Raheem Sterling might have been looking at his future when Wayne Rooney enacted his commemorative piece in receipt of his 100th cap from Sir Bobby Charlton.

Sterling occupies the ground which was once held by Rooney: a precocious youth of whom much is expected.

The great man child of English football is now the old head, a father and leader or men. His career has yielded 100 caps but not yet the international pot we all hoped it might a decade ago.

If anyone was going to change the direction of travel after generations of international failure, then this 19-year-old kid had as good a chance as any, or so we thought. Sterling has suffered this season in a faltering Liverpool side shorn of forward thrust.

And then he was too tired to start for England against Estonia, though not too fatigued for night-club duty on his return.

In a desperate first half there were many candidates for the hook, but arguably none more so than Sterling. Yet when he left the pitch after 83 minutes he got a standing ovation.

There was much to admire in the improved second half, not least his pass that released Danny Welbeck for the third goal, but if he is to remain at the centre of the England project, Sterling must learn to dominate a stage that was made for him.

This should have been the cue for Sterling to put his hand up, yet there was nothing during a woeful opening period in which England perfected the art of possession on the halfway line.

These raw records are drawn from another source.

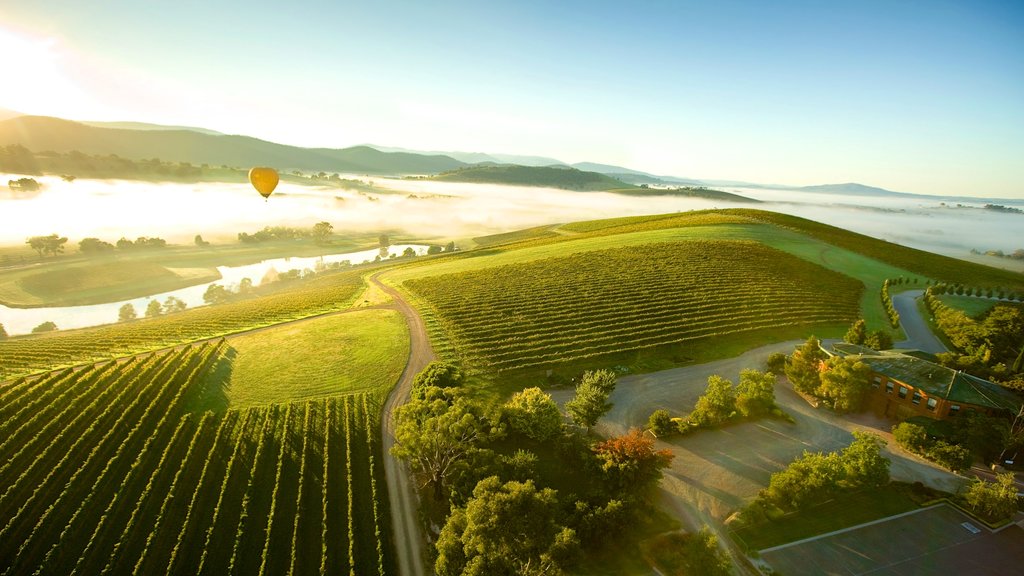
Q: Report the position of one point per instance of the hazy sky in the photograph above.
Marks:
(914, 96)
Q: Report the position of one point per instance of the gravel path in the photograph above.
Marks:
(919, 335)
(404, 504)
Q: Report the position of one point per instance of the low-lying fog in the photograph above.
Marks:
(111, 209)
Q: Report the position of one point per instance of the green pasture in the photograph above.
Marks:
(356, 352)
(74, 279)
(969, 304)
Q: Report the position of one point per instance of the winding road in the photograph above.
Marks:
(919, 335)
(404, 505)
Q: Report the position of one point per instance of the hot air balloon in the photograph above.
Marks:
(263, 179)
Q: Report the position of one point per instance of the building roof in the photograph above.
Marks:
(934, 379)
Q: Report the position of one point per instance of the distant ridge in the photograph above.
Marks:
(564, 177)
(147, 126)
(40, 133)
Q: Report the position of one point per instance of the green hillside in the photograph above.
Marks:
(548, 176)
(52, 134)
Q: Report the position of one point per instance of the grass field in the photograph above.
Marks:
(73, 278)
(330, 292)
(969, 304)
(595, 303)
(847, 510)
(349, 353)
(96, 281)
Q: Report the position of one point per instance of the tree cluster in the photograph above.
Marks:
(993, 501)
(957, 443)
(887, 301)
(878, 339)
(991, 345)
(591, 400)
(816, 477)
(505, 517)
(44, 245)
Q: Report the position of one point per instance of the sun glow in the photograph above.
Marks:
(35, 71)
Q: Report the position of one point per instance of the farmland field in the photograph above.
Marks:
(364, 350)
(599, 302)
(26, 355)
(105, 470)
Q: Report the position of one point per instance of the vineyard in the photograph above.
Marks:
(26, 355)
(600, 302)
(103, 470)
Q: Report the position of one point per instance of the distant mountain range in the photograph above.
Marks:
(40, 133)
(564, 177)
(138, 140)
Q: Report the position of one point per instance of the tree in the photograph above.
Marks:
(215, 294)
(591, 400)
(911, 437)
(857, 333)
(440, 374)
(845, 381)
(630, 462)
(126, 313)
(993, 500)
(803, 369)
(863, 464)
(534, 414)
(660, 423)
(756, 393)
(717, 404)
(879, 339)
(435, 432)
(323, 232)
(701, 554)
(173, 303)
(603, 379)
(776, 363)
(153, 310)
(94, 246)
(506, 529)
(44, 327)
(51, 244)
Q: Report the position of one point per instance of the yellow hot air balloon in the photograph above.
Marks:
(263, 179)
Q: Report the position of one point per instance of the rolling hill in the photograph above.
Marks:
(549, 176)
(43, 133)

When space is tight against an opponent intent on smothering the game beneath a defensive blanket it requires an instinctive bundle of creativity to make something happen and run at the opposition: the kind of intervention Sterling trademarked last season.

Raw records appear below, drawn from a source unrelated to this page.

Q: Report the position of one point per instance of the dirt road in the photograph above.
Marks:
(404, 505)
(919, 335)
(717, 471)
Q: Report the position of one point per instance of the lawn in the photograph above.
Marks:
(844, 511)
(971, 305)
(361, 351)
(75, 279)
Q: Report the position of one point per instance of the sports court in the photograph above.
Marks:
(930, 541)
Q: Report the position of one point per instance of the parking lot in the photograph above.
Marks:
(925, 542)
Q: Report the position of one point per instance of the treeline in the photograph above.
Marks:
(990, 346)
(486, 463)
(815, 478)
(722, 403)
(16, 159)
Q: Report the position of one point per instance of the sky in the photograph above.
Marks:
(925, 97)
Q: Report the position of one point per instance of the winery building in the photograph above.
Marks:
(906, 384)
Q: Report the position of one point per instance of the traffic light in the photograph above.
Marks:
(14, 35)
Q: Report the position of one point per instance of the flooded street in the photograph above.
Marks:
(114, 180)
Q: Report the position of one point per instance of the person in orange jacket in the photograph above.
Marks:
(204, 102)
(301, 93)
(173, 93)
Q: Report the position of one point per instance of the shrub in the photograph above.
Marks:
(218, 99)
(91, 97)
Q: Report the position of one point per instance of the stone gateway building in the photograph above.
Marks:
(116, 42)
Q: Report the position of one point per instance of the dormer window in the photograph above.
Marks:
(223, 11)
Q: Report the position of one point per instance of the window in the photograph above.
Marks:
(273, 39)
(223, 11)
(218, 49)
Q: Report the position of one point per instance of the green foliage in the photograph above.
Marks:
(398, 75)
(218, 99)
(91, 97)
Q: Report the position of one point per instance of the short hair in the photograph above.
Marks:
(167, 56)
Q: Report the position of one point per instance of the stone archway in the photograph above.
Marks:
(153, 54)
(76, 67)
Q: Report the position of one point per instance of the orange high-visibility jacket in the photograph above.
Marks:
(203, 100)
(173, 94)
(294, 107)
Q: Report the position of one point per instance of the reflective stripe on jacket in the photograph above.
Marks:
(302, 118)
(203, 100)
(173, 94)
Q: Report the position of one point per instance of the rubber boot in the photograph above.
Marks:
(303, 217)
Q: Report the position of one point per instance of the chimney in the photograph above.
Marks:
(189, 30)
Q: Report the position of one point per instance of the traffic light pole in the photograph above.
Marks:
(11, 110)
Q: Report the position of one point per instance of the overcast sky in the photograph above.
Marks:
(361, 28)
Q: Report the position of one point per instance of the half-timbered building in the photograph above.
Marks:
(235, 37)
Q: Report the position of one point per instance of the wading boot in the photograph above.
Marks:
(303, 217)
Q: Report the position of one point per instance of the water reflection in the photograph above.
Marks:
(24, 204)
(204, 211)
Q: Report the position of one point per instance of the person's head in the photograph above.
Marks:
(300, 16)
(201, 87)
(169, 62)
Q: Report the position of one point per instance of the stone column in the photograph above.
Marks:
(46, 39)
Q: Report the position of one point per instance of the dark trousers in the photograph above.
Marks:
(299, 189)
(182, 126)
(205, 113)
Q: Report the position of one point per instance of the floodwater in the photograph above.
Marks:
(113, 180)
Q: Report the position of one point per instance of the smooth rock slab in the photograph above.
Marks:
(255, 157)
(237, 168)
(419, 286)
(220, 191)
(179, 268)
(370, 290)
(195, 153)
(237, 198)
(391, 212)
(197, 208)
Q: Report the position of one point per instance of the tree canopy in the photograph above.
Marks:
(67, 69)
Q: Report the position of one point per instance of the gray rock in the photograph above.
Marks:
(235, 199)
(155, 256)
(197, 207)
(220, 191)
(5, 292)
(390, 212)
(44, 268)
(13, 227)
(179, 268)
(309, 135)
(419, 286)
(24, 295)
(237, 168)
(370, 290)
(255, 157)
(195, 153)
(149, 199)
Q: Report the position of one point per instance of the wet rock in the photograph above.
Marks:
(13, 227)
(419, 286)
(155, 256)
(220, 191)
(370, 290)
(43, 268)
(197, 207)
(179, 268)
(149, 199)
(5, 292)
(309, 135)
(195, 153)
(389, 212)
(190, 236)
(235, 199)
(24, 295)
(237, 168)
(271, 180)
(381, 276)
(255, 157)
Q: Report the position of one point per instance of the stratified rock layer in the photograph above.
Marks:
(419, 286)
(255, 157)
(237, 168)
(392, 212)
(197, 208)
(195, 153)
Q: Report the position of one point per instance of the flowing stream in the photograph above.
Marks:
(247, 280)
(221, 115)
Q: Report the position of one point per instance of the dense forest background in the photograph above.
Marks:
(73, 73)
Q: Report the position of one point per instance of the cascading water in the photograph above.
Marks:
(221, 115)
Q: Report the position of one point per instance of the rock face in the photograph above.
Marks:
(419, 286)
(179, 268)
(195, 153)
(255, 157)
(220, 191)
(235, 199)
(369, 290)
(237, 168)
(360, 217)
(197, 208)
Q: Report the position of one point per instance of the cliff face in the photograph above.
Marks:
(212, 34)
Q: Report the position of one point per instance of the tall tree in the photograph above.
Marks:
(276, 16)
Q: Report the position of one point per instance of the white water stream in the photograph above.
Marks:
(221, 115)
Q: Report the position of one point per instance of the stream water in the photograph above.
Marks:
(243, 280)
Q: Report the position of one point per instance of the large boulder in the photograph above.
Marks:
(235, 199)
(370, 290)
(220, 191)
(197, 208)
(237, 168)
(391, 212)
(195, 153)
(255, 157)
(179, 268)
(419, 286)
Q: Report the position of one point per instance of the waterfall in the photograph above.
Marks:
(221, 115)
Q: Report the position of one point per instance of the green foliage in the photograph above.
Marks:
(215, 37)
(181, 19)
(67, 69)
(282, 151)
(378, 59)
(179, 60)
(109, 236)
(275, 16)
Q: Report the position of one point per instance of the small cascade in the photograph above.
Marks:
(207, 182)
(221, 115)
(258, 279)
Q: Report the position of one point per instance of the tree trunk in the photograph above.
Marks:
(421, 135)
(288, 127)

Welbeck's second was much more impressively worked (Getty Images)

He should have done better with his shot in the 16th minute after a sweet burst from Nathaniel Clyne, whose whipped cross was helped on by Rooney to Sterling’s feet. The connection was not great and the ball dribbled tamely wide.

There was one shimmy in the box that came to naught and a break down the right when he sent a deflected cross onto the head of Welbeck. Again the outcome was short of what it might have been.

It is true the pitch wasn’t great by modern, billiard-table standards, but even in this state the Wembley surface was better than anything Sir Bobby knew in his World Cup-winning days.

The sight of Alex Oxlade-Chamberlain, Theo Walcott and Ross Barkley warming up at half-time acted like smelling salts on Sterling, who surpassed all his first-half efforts within minutes of the restart, skipping past two tackles and creating genuine danger.

Stationed more on the right wing he and the team benefited by his defined role, and when he did slip off the leash he made it count, delivering the pass to Welbeck beautifully for England’s final thrust.

This was more like it, but not yet enough to justify the hype that surrounds him.

Sterling is 20 next month – a boy no more.